Wulong is the largest lode gold deposit in the Liaodong Peninsula, northeastern North China Craton (NCC). Gold mineralization mainly occurs in the quartz-sulfide veins, which are hosted in Jurassic monzogranite and Early Cretaceous diorite dikes. Here, rutile grains are firstly identified in the auriferous quartz-pyrite vein. The vein-hosted rutiles have textural associations with quartz, chlorite, pyrite and Bi-sulfosalts and host fluid inclusions, indicating that they are unequivocally of hydrothermal origin and co-precipitate with gold. The rutile grains are characterized by high W and V concentrations, and U-shaped rare earth elements pattern with the greatest depletion in MREE. Due to excess Zr incorporation during fast rutile crystal growth process from the F-rich ore-forming fluids, Zr-in-rutile thermometers provide unrealistic crystallization temperatures (>550 °C), which are much higher than the previous homogenization temperatures data of fluid inclusions (Yu et al., 2018).
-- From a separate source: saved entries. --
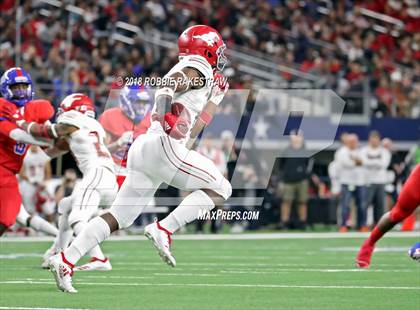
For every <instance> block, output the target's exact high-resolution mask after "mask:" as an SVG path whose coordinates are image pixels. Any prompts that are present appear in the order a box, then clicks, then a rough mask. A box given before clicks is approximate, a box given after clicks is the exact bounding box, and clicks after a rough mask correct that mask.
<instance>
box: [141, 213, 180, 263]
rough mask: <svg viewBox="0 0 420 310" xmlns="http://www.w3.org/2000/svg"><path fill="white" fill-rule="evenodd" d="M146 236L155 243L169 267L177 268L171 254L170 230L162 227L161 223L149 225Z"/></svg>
mask: <svg viewBox="0 0 420 310" xmlns="http://www.w3.org/2000/svg"><path fill="white" fill-rule="evenodd" d="M144 235H145V236H146V237H147V238H148V239H149V240H150V241H152V242H153V245H154V246H155V248H156V249H157V250H158V252H159V255H160V257H161V258H162V260H163V261H164V262H165V263H167V264H168V265H169V266H172V267H175V266H176V261H175V258H174V257H173V256H172V253H171V247H170V246H171V243H172V240H171V235H172V233H170V232H169V231H168V230H166V229H165V228H163V227H162V226H160V224H159V222H157V221H156V222H155V223H152V224H149V225H147V226H146V227H145V228H144Z"/></svg>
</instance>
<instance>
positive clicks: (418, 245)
mask: <svg viewBox="0 0 420 310" xmlns="http://www.w3.org/2000/svg"><path fill="white" fill-rule="evenodd" d="M408 255H409V256H410V257H411V258H412V259H414V260H416V261H419V262H420V242H417V243H416V244H415V245H413V246H412V247H411V249H409V250H408Z"/></svg>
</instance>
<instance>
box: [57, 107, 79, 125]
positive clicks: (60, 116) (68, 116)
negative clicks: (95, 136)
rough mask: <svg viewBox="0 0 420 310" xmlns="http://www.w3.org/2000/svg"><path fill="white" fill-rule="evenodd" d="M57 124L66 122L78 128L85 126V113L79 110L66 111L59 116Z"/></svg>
mask: <svg viewBox="0 0 420 310" xmlns="http://www.w3.org/2000/svg"><path fill="white" fill-rule="evenodd" d="M57 124H66V125H72V126H75V127H77V128H83V126H84V122H83V115H82V114H81V113H79V112H77V111H67V112H64V113H63V114H61V115H60V116H59V117H58V118H57Z"/></svg>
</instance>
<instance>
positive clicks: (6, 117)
mask: <svg viewBox="0 0 420 310" xmlns="http://www.w3.org/2000/svg"><path fill="white" fill-rule="evenodd" d="M16 112H17V109H16V108H15V107H13V106H11V105H1V106H0V117H4V118H7V119H8V120H9V121H12V122H13V121H14V120H13V116H14V115H15V114H16Z"/></svg>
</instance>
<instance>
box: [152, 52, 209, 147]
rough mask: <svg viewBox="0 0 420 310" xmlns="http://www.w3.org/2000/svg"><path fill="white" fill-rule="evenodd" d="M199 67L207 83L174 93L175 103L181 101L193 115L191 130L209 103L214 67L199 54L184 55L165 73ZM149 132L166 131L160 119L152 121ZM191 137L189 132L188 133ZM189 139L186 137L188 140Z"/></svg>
mask: <svg viewBox="0 0 420 310" xmlns="http://www.w3.org/2000/svg"><path fill="white" fill-rule="evenodd" d="M187 67H189V68H194V69H197V70H198V71H199V72H200V73H201V74H202V75H203V77H204V78H205V79H206V84H205V85H204V86H203V87H202V88H200V89H189V90H188V91H185V92H179V93H175V94H174V98H173V101H172V102H173V103H174V102H179V103H181V104H182V105H183V106H184V107H185V108H186V109H187V110H188V112H189V114H190V117H191V126H190V128H189V130H191V128H192V125H193V124H194V122H195V119H196V117H197V116H198V115H199V114H200V113H201V111H203V108H204V106H205V105H206V104H207V102H208V100H209V98H210V93H211V89H212V80H213V69H212V67H211V66H210V64H209V63H208V62H207V60H206V59H205V58H204V57H201V56H198V55H189V56H183V57H181V58H180V60H179V62H178V63H177V64H176V65H175V66H173V68H172V69H171V70H170V71H169V72H168V73H167V74H166V75H165V77H169V76H171V75H172V74H174V73H176V72H180V71H181V70H182V69H184V68H187ZM155 110H156V106H154V107H153V111H152V113H153V112H154V111H155ZM148 132H154V133H164V131H163V129H162V126H161V125H160V123H159V122H158V121H154V122H152V124H151V126H150V128H149V130H148ZM187 137H189V132H188V134H187ZM187 140H188V139H184V141H181V142H184V143H185V142H186V141H187Z"/></svg>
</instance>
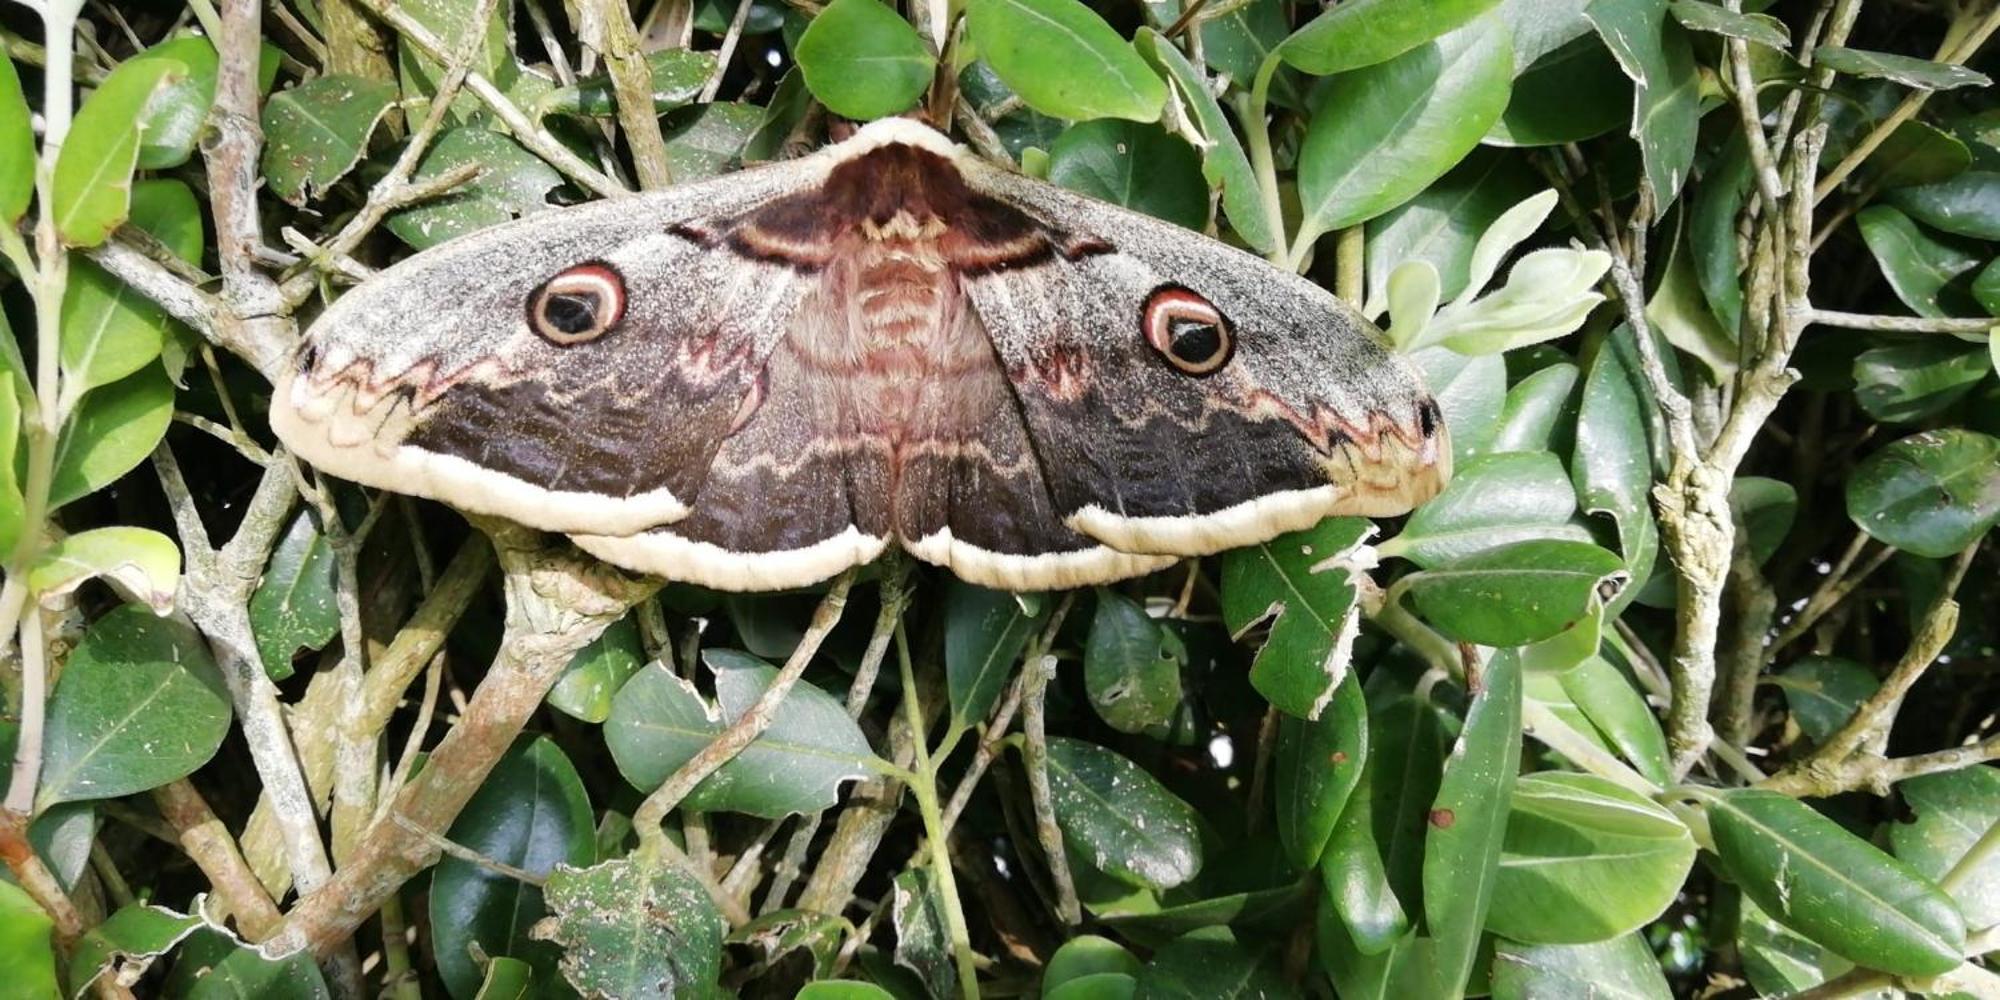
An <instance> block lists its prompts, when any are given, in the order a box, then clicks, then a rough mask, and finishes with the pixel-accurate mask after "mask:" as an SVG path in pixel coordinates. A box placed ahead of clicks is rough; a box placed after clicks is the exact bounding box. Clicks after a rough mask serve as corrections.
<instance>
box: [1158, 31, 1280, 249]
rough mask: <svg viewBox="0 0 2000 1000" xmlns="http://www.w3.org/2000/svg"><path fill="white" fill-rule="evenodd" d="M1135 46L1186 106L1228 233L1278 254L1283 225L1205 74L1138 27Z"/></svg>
mask: <svg viewBox="0 0 2000 1000" xmlns="http://www.w3.org/2000/svg"><path fill="white" fill-rule="evenodd" d="M1238 14H1242V12H1238ZM1214 26H1216V22H1210V24H1206V26H1204V28H1202V30H1204V32H1206V30H1208V28H1214ZM1134 44H1136V46H1138V52H1140V54H1142V56H1146V60H1148V62H1150V64H1152V66H1156V68H1160V70H1164V72H1166V78H1168V80H1170V82H1172V84H1174V90H1176V92H1178V94H1180V96H1182V100H1184V102H1186V108H1188V112H1190V114H1192V118H1194V122H1192V124H1194V126H1196V128H1198V130H1200V136H1202V140H1204V142H1202V176H1204V178H1206V180H1208V184H1210V186H1216V188H1222V214H1224V218H1228V222H1230V228H1232V230H1236V236H1242V240H1244V242H1246V244H1250V248H1252V250H1256V252H1260V254H1268V252H1272V250H1276V248H1278V244H1280V240H1282V234H1280V232H1278V228H1280V222H1276V220H1272V218H1270V216H1272V214H1270V210H1268V208H1266V206H1264V196H1262V192H1260V188H1258V182H1256V174H1254V172H1252V170H1250V156H1248V154H1244V146H1242V140H1238V138H1236V128H1234V126H1230V120H1228V118H1226V116H1224V114H1222V104H1218V102H1216V96H1214V94H1210V92H1208V82H1206V78H1204V76H1202V72H1200V70H1196V68H1194V64H1192V62H1188V56H1184V54H1182V52H1180V48H1176V46H1174V44H1172V42H1166V40H1164V38H1162V36H1160V32H1154V30H1152V28H1140V32H1138V40H1136V42H1134ZM1210 58H1214V50H1210Z"/></svg>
All these geochemical signatures also support that rutiles formed from the hydrothermal fluids. The δ13C values of CO2 gases in low-salinity, aqueous-carbonic fluid inclusions from the mineralized quartz range from –9.6‰ to –1.7‰ (average = –5.7‰), indicating mantle/magmatic sources for the ore-forming fluids. SIMS U-Pb dating yields a more precise and robust age of 122.3 ± 1.1 Ma (n = 23, MSWD = 0.82) for the gold mineralization at Wulong. This new date is roughly coeval with the ore-hosted diorite dikes and the Sanguliu granitic pluton (most in 125–120 Ma). Such close temporal association provides additional weights of evidence for a magmatic affinity to the gold formation. Regionally, the rutile U-Pb age indicates that the gold mineralization occurs in an extensional tectonic regime, caused by the thinning and destruction of the lithosphere beneath the NCC. Meanwhile, the timing of gold mineralization is the same as the peak age of NCC destruction. Therefore, we propose that the Wulong deposit has a genetic link with this craton destruction. This is similar to numerous other Early Cretaceous gold deposits across the NCC, such as those in the Xiaoqinling and Jiaodong districts. Our study indicates that rutile is a robust U-Pb chronometer for the lode gold deposit, but may be not a good geothermometer in the case of F-rich hydrothermal fluid system.